Queue Mode and the Concurrency Lie

Queue mode is n8n’s answer to distributed execution. Instead of each server running a full n8n instance with all workflows and credentials, you have one main instance that handles everything — UI, webhooks, triggers, scheduling — and worker servers that do nothing except pull jobs off a Redis queue and execute them.

New server needed? Start it as a worker. No credential setup. No workflow duplication. No configuration to keep in sync. The worker connects to Redis, connects to the shared PostgreSQL database, and starts pulling jobs. That’s it.

This is the architecture that actually solves the operational problem from the previous approach. One place for workflows. One place for credentials. Workers are interchangeable.

The Setup

A few environment variables do most of the work. On the main instance:

EXECUTIONS_MODE=queue
QUEUE_BULL_REDIS_HOST=redis
QUEUE_BULL_REDIS_PORT=6379
OFFLOAD_MANUAL_EXECUTIONS_TO_WORKERS=true

On the worker:

EXECUTIONS_MODE=queue
QUEUE_BULL_REDIS_HOST=redis
QUEUE_BULL_REDIS_PORT=6379
N8N_CONCURRENCY_PRODUCTION_LIMIT=1

OFFLOAD_MANUAL_EXECUTIONS_TO_WORKERS=true is the one that catches you if you miss it. Without it, when you trigger a workflow manually in the n8n UI — for testing, for debugging — it runs directly on the main instance. Which means the main instance is doing execution work again, which means you’re back to the original problem under a different name. Every execution, manual or scheduled, should go through workers.

The Concurrency Problem

Setting the workers up was straightforward. The first configuration I tried was N8N_CONCURRENCY_PRODUCTION_LIMIT=5 — let each worker handle up to five workflows at a time. More parallel capacity per machine.

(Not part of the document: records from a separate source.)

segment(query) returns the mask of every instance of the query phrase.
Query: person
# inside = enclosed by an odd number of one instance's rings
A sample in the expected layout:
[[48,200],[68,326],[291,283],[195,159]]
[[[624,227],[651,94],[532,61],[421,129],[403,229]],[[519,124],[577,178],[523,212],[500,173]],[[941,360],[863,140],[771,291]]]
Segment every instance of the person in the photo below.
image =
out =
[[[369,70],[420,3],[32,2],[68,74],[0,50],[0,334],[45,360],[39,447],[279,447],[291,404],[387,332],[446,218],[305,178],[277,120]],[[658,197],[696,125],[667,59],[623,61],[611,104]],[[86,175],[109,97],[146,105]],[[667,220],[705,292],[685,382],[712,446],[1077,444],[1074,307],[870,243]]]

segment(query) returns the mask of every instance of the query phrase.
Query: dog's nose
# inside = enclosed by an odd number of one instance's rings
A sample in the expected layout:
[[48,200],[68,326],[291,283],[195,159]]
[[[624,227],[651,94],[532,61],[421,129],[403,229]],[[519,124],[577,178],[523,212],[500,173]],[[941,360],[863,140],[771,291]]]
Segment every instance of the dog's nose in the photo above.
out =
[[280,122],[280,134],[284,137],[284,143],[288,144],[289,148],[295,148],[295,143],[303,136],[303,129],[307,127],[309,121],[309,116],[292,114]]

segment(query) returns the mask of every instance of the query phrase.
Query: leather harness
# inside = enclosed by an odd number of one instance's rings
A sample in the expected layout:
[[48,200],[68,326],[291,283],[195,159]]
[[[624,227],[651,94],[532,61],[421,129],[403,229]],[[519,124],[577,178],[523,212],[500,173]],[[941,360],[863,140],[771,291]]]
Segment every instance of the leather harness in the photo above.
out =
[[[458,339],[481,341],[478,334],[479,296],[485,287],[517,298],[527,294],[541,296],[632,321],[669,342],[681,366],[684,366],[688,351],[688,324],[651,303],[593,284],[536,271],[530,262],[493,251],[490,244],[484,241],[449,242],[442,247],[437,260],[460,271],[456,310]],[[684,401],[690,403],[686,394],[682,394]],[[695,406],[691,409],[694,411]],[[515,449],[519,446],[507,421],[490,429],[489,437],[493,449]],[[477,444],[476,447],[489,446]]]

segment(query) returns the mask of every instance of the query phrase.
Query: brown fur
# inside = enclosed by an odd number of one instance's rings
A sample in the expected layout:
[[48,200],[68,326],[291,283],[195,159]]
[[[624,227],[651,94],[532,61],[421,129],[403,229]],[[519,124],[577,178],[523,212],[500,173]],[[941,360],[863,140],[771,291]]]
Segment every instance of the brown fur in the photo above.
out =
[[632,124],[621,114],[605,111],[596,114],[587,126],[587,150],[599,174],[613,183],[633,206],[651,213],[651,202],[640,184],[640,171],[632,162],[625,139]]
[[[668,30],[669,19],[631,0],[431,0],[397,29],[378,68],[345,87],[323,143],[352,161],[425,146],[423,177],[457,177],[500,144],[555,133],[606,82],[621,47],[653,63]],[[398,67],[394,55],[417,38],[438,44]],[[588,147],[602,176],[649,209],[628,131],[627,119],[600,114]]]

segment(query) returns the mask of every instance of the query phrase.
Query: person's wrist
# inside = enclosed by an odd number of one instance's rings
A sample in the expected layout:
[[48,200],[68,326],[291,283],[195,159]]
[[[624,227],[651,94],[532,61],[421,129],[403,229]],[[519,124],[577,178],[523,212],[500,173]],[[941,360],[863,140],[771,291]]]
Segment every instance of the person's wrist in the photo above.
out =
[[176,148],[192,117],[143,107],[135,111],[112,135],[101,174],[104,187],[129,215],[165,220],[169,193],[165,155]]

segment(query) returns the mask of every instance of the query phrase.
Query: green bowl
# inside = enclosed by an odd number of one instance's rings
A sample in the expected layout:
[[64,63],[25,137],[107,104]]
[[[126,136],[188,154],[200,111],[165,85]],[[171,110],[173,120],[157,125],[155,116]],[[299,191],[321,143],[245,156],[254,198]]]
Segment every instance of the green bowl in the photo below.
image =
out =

What that actually means: n8n will assign five jobs to a worker regardless of what those jobs do. A single video generation workflow that runs at 100% CPU for two minutes will share a worker with four other things. The worker doesn’t know the first job is CPU-intensive. It just counts: five slots open, job comes in, fill a slot.

The problem is that n8n’s concurrency is a count, not a resource limit. It has no visibility into what a job actually costs to run. Five light API polling workflows might be totally fine at concurrency 5. One video encoding workflow is not fine at concurrency 5 — it’s not fine at concurrency 2.

Setting concurrency to 1 was the fix that worked. One job per worker, full stop. The behavior becomes predictable: each worker is either executing one thing or it’s idle. No contention, no surprises, no CPU spikes from over-assignment.

The tradeoff is underutilization. A worker running one lightweight workflow is using maybe 10% CPU. At concurrency 1, it sits there doing nothing for the rest of that capacity. For CPU-intensive workflows this doesn’t matter — one job already takes everything. For lightweight workflows it’s wasteful.

The Actual Problem

Concurrency = 1 makes the system stable. It doesn’t make it efficient. And the underlying issue — that n8n distributes work by count rather than by resource cost — doesn’t go away just because you set concurrency to 1. It just becomes less visible.

The right model is something that knows what the CPU is actually doing right now and makes dispatch decisions based on that. Not: how many jobs are assigned to this worker. But: can this worker take another job without degrading?

That requires building outside of n8n’s concurrency model entirely.